Fig. 179, C, x, shows the characteristic form of the primary xylem edge, beyond which are seen oval or circular leaf-traces with a mesarch protoxylem, lt, px. It is possible that this specimen may not be specifically identical with Witham’s species, but it represents a very similar if not identical type; it may on the other hand be referable to L. fuliginosum. The importance of the specimen, apart from its precise specific position, is that it serves to illustrate the general appearance of the xylem surface met with in both species, L. Harcourtii and L. fuliginosum. A tangential longitudinal section, taken through the line ab in fig. C, is represented in fig. 179, D. The xylem of the leaf-traces lt, consisting chiefly of scalariform tracheae, alternates with patches of crushed and delicate parenchyma which immediately abut on the primary xylem; at p, p, the section passes through some of the projecting arms of the xylem cylinder; at m is seen a patch of meristematic zone tissue. This section together with the similar section of Lepidodendron vasculare described on a previous page demonstrates that the projecting ridges of the primary xylem form apparently vertical bands: they are not characterised by a lattice-work arrangement as described by Bertrand and by other authors who have accepted his conclusions. If a reticulum of intersecting ridges were present on the face of the xylem cylinder its existence would be revealed by such a section as that represented in fig. 179, D.
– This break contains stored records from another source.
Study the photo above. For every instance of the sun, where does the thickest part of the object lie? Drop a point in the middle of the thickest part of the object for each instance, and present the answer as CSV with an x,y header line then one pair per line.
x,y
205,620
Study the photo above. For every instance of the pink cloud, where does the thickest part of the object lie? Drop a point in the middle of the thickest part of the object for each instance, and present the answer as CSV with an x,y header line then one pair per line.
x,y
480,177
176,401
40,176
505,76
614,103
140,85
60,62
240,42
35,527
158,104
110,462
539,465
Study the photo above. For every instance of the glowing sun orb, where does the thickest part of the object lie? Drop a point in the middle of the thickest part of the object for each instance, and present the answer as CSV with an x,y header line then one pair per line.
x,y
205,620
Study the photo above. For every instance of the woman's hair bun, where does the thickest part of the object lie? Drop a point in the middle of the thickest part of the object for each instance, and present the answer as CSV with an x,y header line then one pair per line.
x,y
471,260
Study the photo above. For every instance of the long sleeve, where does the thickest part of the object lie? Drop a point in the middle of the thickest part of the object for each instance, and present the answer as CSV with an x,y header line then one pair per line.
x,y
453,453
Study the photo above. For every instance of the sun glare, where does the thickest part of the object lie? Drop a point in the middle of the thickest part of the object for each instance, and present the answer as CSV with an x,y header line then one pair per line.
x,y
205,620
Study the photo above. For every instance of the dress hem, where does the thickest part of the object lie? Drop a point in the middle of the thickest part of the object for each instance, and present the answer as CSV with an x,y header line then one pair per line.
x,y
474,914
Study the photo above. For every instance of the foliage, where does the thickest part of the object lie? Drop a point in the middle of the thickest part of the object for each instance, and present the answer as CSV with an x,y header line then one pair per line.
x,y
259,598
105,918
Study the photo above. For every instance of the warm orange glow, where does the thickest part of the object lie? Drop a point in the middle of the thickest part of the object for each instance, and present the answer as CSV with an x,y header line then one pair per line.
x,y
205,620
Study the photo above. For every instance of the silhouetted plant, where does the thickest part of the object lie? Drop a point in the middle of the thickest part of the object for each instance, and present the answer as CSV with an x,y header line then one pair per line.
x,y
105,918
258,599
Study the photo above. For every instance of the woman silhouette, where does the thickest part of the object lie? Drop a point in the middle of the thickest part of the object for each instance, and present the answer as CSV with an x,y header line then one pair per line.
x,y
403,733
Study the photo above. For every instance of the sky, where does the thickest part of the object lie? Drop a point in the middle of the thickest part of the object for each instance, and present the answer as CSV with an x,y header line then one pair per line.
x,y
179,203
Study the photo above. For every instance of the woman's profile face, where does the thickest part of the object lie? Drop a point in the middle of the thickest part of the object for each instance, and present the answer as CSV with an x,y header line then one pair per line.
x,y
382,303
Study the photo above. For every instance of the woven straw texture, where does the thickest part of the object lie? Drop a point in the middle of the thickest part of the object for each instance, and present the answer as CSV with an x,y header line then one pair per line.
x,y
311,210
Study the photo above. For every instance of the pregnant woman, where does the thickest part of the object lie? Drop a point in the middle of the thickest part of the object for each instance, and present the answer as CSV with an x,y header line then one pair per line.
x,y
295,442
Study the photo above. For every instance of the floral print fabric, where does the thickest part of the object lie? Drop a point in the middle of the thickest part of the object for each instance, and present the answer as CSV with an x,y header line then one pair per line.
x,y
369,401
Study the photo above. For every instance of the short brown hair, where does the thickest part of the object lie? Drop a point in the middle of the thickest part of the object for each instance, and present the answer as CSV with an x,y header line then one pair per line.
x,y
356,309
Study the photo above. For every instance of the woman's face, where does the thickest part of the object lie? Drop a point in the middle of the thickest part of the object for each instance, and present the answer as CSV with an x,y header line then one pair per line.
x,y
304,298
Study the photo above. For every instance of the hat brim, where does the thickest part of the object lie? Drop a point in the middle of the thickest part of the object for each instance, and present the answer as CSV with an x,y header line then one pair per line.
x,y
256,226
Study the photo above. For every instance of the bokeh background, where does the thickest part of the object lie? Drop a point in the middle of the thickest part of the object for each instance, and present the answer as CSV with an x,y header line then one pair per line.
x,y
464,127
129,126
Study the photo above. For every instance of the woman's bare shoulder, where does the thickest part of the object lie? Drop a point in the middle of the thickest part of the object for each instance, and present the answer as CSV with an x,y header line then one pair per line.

Reference was made in Volume I. to the occurrence of large stems of a Lepidodendron in volcanic beds of Calciferous sandstone age in the island of Arran[350]. These were discovered and briefly described by Mr Wünsch in 1867[351] and afterwards named by Carruthers Lomatophloyos Wünschianus[352]. Mr Carruthers visited the locality and published an account of the peculiar method of preservation of the plant remains[353]. It is, however, to Williamson[354] that we owe the more complete description of these Arran stems. Portions of large stems from the Arran beds are preserved in the British Museum, the Sedgwick Museum, Cambridge, and in the Manchester Museum. The section of one of these is shown in fig. 180; an outer shell of bark encloses a mass of volcanic ash in which are embedded several woody cylinders originally described as “internal piths[355],” and by Carruthers as young stems produced from spores which had germinated in the hollow trunk of a large tree. The true interpretation was supplied by Williamson who showed that a stem of the dimensions of that represented by the outer cortex, e, fig. 180, must have possessed a single stele of the size of those seen in the interior of the hollow trunk. The additional woody cylinders, or steles, were derived from other stems, and carried, probably by water, into the partially decayed trunk. In addition to large Lepidodendron stems Williamson described smaller shoots as well as an Halonial branch and made brief reference to some cones described by Binney[356] in 1871 from the same locality.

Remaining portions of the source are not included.